"Repose" 1986 12'x12'x3' carved sandstone slab
Art, the alchemy begins from the simplest of things, the placement of stones, arrangement of sticks and paper, one line and its relation to another to another and the next smudge. The tension in the space between objects, in the difference between a red and a white stick. The question is when do I add an object and how it relates, how can I justify that intrusion.
Sculpture is my first language and my early work was influenced in a large part by Noguchi, his placement of forms spoke to me, no, really sang to me. I kept wondering to myself “does anyone else see this? the subtlety of the forms and colors, and the tranquility. I was really drawn into what could be said with sculpture, the poetry of the forms. Beyond beauty and grace, what could I say about the reality of my world or the world as I see it?

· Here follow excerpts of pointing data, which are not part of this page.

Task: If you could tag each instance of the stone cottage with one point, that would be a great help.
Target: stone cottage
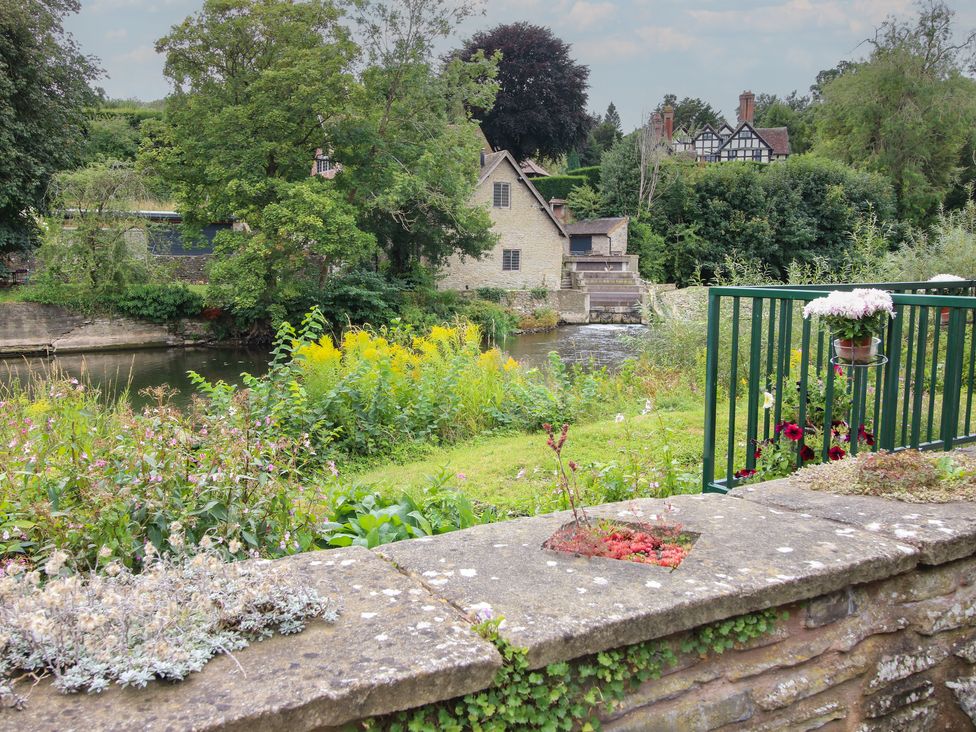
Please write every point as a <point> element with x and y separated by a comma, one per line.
<point>531,240</point>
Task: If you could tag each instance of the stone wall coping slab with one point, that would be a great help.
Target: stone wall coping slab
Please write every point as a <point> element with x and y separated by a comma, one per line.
<point>748,557</point>
<point>941,532</point>
<point>394,646</point>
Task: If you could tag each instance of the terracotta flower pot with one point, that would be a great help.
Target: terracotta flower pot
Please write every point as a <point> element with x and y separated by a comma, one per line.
<point>857,350</point>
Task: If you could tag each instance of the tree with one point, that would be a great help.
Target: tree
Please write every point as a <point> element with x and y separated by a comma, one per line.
<point>45,84</point>
<point>908,111</point>
<point>540,108</point>
<point>691,113</point>
<point>257,85</point>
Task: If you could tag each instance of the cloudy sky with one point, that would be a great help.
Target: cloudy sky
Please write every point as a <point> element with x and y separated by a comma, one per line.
<point>637,50</point>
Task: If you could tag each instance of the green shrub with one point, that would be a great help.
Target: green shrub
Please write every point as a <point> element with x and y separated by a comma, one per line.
<point>558,186</point>
<point>495,321</point>
<point>159,303</point>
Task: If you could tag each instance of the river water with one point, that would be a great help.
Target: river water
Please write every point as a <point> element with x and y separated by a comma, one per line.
<point>113,371</point>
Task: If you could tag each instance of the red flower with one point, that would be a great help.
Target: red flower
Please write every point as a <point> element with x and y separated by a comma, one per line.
<point>793,431</point>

That world for me is along the margins of life. Unused land, vacant lots, the places we don’t want to look. I’ve had clear eyes and an open heart for the past 35 years, but was sick and poor and rootless before that and feel an affinity with the resource poor and refugees, so addiction, mental health and homelessness show up often in my work. My work now is lean and raw, unkempt. materials are mundane, sticks, paper, epoxy, colored chalk and charcoal. As a sculptor, I use forms and materials as a poet uses language, or a musician uses notes, beats and rests. In the same way I’m trying to elicit a feeling, or make a statement with form, color, placement. And as my subjects are unrefined my methods and materials consciously reflect that.
There is a delicacy with being on the edge of poverty, the knife edge of homelessness. Where the smallest survival chore seems insurmountable, where missing an appointment, missing a bus can cost freedom. In the same way the smallest detail, a few sticks, some paper, a twist of wire and maybe some dust, can begin to say so much. I begin to build from that.